EU-Staaten und Europaparlament hatten vor rund drei Jahren beschlossen, dass Neuwagen ab 2035 kein CO₂ mehr ausstoßen dürfen. Von diesem strikten Verbot hat sich die EU-Kommission offiziell verabschiedet und schlägt vor, das CO₂-Reduktionsziel auf 90 Prozent im Vergleich zum Basisjahr 2021 zu reduzieren. Allerdings muss der dadurch höhere CO₂‑Ausstoß durch die Verwendung von umweltfreundlichem Stahl und mehr klimafreundlichen Kraftstoffen ausgeglichen werden.
Der Verband der Deutschen Automobilindustrie (VDA) hat diesen Vorschlag kritisiert. VDA-Präsidentin Hildegard Müller sagte, er sei in der jetzigen Form nicht mehr als ein Lippenbekenntnis. Was nach Technologieoffenheit klinge, sei "mit so vielfältigen Hürden versehen, dass es droht, in der Praxis wirkungslos zu bleiben".
CO₂-Kompensationen nicht von der Industrie beeinflussbar
Müller stört vor allem, dass Maßnahmen die 10-Prozent-Lockerung des CO₂-Einsparziels kompensieren sollen, die nichts mit dem Kern der Branche zu tun haben. Grünen Stahl und erneuerbare Kraftstoffe nannte die VDA-Präsidentin, neue Anforderungen an die Autoindustrie, "bei denen die Verfügbarkeiten nicht in unserer Macht liegen". Die Industrie sei also auf Entwicklungen angewiesen, die sie nicht beeinflussen könne.
Müller rief Parlament und Mitgliedstaaten auf, den Vorschlag der Kommission in den anstehenden Verhandlungen "entscheidend zu verändern". Das Gesamtpaket der Kommission für eine Abkehr vom sogenannten Verbrenner-Aus nannte Müller sogar "fatal" für Zeiten mit zunehmendem internationalem Wettbewerb. Über den Dienstag, an dem die EU-Kommission den Vorschlag bekanntmachte, sagte sie, es sei "kein guter Tag" für den Automobilstandort Europa, für Wirtschaft, Wachstum und Beschäftigung.

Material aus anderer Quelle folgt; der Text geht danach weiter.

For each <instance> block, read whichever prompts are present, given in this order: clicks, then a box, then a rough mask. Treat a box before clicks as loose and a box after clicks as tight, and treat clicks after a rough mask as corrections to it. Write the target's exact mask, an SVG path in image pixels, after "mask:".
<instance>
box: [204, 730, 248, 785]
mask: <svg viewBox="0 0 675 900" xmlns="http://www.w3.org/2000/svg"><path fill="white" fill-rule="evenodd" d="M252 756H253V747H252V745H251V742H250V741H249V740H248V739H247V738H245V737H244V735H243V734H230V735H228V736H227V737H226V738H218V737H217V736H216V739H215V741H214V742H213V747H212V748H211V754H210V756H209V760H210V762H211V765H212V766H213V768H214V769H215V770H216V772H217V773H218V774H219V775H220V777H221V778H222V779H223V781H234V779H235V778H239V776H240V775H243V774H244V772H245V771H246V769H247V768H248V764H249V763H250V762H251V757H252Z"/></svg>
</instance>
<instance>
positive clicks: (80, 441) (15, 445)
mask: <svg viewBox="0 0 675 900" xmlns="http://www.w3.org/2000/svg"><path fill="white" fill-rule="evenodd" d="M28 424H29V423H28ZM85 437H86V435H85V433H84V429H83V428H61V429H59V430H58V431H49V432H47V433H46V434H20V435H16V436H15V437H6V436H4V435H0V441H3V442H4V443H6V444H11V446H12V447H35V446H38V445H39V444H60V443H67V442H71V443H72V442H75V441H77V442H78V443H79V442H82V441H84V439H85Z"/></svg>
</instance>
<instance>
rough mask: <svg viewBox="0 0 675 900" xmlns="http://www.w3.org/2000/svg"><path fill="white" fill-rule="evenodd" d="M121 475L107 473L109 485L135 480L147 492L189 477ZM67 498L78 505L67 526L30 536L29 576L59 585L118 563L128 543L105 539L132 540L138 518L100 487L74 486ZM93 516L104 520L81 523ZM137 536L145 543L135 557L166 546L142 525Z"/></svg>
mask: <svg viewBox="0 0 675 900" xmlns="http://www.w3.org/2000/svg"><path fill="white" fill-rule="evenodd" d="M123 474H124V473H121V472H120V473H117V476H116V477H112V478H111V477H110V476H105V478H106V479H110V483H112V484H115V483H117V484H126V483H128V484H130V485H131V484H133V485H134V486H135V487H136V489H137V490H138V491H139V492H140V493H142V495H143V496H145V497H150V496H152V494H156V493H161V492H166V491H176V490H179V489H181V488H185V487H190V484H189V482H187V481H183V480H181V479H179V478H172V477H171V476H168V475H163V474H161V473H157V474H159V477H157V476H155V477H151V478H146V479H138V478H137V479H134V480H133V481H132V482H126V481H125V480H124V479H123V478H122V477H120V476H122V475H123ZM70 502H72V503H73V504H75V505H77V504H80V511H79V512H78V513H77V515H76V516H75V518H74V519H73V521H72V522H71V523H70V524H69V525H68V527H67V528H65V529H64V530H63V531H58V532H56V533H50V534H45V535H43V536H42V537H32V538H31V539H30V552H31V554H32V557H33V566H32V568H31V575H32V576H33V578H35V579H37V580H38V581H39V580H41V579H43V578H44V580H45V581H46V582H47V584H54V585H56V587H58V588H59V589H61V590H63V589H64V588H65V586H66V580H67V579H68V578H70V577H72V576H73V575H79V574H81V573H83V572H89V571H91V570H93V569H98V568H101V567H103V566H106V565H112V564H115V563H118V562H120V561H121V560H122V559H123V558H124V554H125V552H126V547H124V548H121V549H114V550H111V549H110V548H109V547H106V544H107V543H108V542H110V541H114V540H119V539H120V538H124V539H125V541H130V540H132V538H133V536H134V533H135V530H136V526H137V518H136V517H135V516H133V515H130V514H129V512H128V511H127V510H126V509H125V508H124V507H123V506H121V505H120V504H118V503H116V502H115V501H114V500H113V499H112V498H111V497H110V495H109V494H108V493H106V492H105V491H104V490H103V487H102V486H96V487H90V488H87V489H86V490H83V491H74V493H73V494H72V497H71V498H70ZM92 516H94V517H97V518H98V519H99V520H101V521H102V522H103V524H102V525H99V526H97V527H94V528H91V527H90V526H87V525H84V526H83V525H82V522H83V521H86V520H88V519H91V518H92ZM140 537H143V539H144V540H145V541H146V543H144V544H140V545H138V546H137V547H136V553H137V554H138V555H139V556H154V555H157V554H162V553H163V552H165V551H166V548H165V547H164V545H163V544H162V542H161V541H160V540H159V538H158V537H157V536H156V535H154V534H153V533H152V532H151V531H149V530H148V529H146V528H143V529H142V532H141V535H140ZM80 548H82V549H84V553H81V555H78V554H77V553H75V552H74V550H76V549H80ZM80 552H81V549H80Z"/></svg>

Aufruf zur Modifikation des Vorschlags
Müller rief daher Parlament und Mitgliedstaaten auf, den Vorschlag der Kommission in den anstehenden Verhandlungen "entscheidend zu verändern". Damit steht Müller im Gegensatz zu Bundeskanzler Friedrich Merz. Der CDU-Chef (und seine Partei) hatten von der Kommission zuvor in einem Brief eine Abkehr vom Verbrenner-Aus gefordert und begrüßte den Vorschlag: "Es ist gut, dass die Kommission nach dem klaren Signal der Bundesregierung jetzt die Regulierung im Automobilbereich öffnet", sagte er der "Bild". Und weiter: "Mehr Technologieoffenheit und mehr Flexibilität sind richtige Schritte – um Klimaziele, Marktrealitäten, Unternehmen und Arbeitsplätze besser zusammenzubringen." Die Bundesregierung müsse die umfangreichen Vorschläge der Kommission aber jetzt im Einzelnen prüfen, so Merz. Bei der Ausgestaltung sei Technologieoffenheit "von zentraler Bedeutung". Außerdem dürften neue Vorgaben nicht zu mehr Bürokratie führen.
Bundesumweltminister Carsten Schneider hält den Vorschlag der Kommission ebenfalls für positiv – für einen pragmatischen Mittelweg, der auch die Anliegen der Gewerkschaften berücksichtigt. Autohersteller und Zulieferer erhielten dadurch mehr Spielraum für den Übergang zur Elektromobilität. "Die Regeln werden flexibler, aber die Klimawirkung bleibt erhalten", sagte Schneider. Der Umweltminister glaubt gleichzeitig an eine elektrische Zukunft: "Elektroautos sind technisch überlegen und werden immer besser und günstiger. In zehn Jahren werden fast alle Neuwagen in Europa Elektroautos sein".